We first established a strategy to monitor the cleavage and release of σ1 trimers from T3wt reovirions using in vitro proteolysis with chymotrypsin and then applied this strategy to investigate σ1 release during cell culture infection. At incremental times during in vitro proteolysis, virion-associated versus dissociated proteins were separated by high-speed ultracentrifugation (Fig. 5B). σ3 was removed from reovirions and degraded completely, followed by the cleavage of μ1C to δ and complete degradation of the δ fragment. Antibodies specific to the C-terminal head versus the N-terminal tail of σ1 demonstrated that σ1 was first cleaved into two similar-sized fragments (σ1-N1 and σ1-C1) (Fig. 5B), as was previously demonstrated for some strains of reovirus (10, 56, 57). Importantly, the σ1 head and σ1 tail were both released from T3wt virions in vitro, discerned by their increased proportions in supernatants versus virion pellet fractions. σ1 was also further processed into a smaller C-terminal fragment (σ1-N2) coincident with release, suggesting that a protease-sensitive region is exposed when the σ1 tail dissociates from virions.
The cleavage-and-release assay was then adapted to monitor reovirus disassembly within cells at different times postinfection (Fig. 5C). T3wt, T3v1, and T3v2 virions were bound to L929 cells at 4°C to achieve similar cell-bound particle equivalents. Viruses were then permitted to uncoat at 37°C for 0, 2, 4, and 6 h and assessed for outer capsid protein (σ1, σ3, and μ1C) cleavage and release. As a control, the inner capsid proteins λ1 and σ2 fractionated exclusively with the virion pellet and sustained relatively stable levels, supporting the integrity of virion cores during disassembly. The efficiency of μ1C-to-δ cleavage for T3v1 and T3v2 was similar to that for T3wt. Distinct from in vitro conditions, the δ fragment dissociated from reovirions that accumulated in the supernatant fraction rather than undergoing complete degradation, suggesting protection from further proteolysis likely attributed to insertion into lysosomal membranes or dissociation in the cytoplasm. The efficiencies of δ release, calculated as the percentage of μ1C plus δ in the supernatant versus total (pellet plus supernatant) fractions, were similar for T3wt, T3v1, and T3v2. These results suggest that mutations in T3v1 and T3v2 do not promote the rate of intracellular outer capsid disassembly.

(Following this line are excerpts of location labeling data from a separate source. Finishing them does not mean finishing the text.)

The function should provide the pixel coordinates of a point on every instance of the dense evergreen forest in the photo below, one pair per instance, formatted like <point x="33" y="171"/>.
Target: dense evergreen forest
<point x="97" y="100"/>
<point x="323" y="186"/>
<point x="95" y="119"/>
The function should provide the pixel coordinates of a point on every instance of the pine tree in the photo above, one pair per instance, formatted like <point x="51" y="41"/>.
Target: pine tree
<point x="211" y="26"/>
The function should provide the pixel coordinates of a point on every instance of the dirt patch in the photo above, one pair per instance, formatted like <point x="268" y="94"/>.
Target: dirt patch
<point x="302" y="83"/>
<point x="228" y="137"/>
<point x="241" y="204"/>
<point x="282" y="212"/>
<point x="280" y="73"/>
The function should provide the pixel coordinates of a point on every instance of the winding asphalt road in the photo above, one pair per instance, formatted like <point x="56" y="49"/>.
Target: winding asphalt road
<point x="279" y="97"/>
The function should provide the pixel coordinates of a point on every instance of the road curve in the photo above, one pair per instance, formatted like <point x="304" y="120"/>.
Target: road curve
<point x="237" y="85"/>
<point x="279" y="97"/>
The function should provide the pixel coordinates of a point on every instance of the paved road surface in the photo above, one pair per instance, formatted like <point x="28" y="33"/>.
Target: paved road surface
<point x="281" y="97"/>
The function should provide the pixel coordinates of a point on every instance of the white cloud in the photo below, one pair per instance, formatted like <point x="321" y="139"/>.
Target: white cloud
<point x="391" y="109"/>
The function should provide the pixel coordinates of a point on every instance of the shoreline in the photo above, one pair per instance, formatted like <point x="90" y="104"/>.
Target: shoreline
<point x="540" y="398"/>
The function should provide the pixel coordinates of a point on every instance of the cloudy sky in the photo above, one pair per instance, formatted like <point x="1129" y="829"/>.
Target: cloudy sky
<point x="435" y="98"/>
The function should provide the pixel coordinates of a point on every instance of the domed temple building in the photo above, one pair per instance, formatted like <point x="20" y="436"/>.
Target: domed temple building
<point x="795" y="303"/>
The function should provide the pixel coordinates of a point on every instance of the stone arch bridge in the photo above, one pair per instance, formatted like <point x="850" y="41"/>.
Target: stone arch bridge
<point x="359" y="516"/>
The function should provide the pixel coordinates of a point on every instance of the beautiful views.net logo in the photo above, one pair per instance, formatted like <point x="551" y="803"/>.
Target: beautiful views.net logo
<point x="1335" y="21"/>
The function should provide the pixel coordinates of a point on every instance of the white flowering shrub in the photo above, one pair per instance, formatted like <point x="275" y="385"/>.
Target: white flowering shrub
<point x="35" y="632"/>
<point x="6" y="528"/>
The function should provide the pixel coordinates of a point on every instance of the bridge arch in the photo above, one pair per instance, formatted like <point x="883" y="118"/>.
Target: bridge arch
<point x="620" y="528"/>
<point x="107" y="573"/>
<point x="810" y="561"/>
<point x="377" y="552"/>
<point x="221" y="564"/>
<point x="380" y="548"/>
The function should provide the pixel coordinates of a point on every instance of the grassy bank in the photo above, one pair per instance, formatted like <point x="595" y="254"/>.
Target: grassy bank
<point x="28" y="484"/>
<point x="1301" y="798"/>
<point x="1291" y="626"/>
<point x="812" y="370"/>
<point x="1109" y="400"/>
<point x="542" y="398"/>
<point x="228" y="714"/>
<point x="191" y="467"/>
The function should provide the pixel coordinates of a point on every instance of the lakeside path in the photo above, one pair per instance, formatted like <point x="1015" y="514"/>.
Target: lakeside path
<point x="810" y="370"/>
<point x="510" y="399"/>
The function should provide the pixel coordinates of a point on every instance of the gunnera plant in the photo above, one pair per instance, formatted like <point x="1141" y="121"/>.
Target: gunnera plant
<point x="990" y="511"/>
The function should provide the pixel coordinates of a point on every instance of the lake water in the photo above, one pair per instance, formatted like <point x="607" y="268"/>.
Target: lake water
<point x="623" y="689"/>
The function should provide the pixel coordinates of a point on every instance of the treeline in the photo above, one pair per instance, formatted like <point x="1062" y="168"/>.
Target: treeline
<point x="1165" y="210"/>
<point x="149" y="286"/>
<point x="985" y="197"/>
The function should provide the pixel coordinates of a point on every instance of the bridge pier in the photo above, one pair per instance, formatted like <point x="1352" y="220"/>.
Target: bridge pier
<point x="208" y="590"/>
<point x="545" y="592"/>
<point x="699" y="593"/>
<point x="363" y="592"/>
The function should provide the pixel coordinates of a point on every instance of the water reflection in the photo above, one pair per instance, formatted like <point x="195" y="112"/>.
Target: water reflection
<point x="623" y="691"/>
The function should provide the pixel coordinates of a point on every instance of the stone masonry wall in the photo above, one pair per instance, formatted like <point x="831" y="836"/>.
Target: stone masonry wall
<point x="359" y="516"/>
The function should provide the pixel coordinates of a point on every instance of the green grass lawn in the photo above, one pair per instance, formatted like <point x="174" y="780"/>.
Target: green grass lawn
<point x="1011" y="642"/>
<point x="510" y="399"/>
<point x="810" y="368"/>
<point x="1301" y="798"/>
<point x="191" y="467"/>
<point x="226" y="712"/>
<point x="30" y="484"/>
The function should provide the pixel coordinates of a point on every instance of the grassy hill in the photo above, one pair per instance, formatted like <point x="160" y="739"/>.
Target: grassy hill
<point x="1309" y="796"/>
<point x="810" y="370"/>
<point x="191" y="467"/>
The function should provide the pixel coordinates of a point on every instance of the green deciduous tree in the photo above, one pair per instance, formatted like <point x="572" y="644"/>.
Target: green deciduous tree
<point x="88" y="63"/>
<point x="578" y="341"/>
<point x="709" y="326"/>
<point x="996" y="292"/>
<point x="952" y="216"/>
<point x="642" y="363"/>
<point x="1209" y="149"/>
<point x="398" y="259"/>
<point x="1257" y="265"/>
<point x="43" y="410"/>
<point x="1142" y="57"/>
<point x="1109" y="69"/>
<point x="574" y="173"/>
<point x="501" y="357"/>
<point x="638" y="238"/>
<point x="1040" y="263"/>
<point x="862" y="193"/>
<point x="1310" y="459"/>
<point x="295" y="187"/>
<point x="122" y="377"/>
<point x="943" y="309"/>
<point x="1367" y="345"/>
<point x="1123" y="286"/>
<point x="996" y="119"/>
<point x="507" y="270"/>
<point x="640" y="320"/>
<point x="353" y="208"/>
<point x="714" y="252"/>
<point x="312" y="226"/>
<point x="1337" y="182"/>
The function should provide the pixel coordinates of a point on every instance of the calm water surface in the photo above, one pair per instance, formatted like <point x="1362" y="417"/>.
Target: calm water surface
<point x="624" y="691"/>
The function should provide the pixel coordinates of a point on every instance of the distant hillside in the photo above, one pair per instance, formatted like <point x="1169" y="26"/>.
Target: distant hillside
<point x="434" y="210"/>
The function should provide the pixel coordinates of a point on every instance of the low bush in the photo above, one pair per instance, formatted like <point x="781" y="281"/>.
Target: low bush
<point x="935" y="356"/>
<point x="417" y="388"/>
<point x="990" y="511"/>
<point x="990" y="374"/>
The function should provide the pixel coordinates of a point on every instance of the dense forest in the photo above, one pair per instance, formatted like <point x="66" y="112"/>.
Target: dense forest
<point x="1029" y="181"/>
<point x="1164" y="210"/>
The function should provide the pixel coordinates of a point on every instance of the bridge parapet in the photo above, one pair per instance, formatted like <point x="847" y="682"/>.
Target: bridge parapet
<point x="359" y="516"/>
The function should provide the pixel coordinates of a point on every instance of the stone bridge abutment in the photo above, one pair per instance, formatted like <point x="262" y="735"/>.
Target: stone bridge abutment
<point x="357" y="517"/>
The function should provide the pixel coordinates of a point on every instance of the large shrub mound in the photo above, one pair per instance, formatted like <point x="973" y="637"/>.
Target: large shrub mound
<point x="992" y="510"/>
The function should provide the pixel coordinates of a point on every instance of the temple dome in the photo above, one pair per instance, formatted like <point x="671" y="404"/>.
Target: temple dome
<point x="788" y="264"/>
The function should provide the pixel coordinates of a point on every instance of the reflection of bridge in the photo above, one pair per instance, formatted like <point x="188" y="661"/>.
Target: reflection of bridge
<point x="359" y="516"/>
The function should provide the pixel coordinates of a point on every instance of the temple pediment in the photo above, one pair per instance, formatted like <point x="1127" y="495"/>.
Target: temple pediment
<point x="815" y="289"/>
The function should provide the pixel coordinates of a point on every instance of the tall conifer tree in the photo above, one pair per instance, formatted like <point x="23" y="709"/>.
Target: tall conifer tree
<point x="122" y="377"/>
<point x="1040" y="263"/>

The cleavage and release of σ1 were also monitored with tail- and head-specific antibodies. Cleavage of σ1 into N- and C-terminal fragments was almost complete by 2 h of infection. The N-terminal σ1 tail was not cleaved to the smaller σ1-N2 fragment seen in vitro, in agreement with the paradigm that σ1 is released from virions after penetration into the cytoplasm. All three viruses also released the σ1 tail fragment into the supernatant fraction between 4 and 6 h p.i. However, because they started with fewer σ1 molecules per virion, T3v1 and T3v2 had >50% fewer σ1 tails occluding their vertices at 4 h p.i. than did T3wt. Since the cleavage and release of the other outer capsid proteins (σ3, μ1C, and δ) were similar among the three viruses, the early depletion of σ1 in itself likely accounts for the increased viral RNA synthesis by T3v1 and T3v2 between 3 and 6 h postinfection (31).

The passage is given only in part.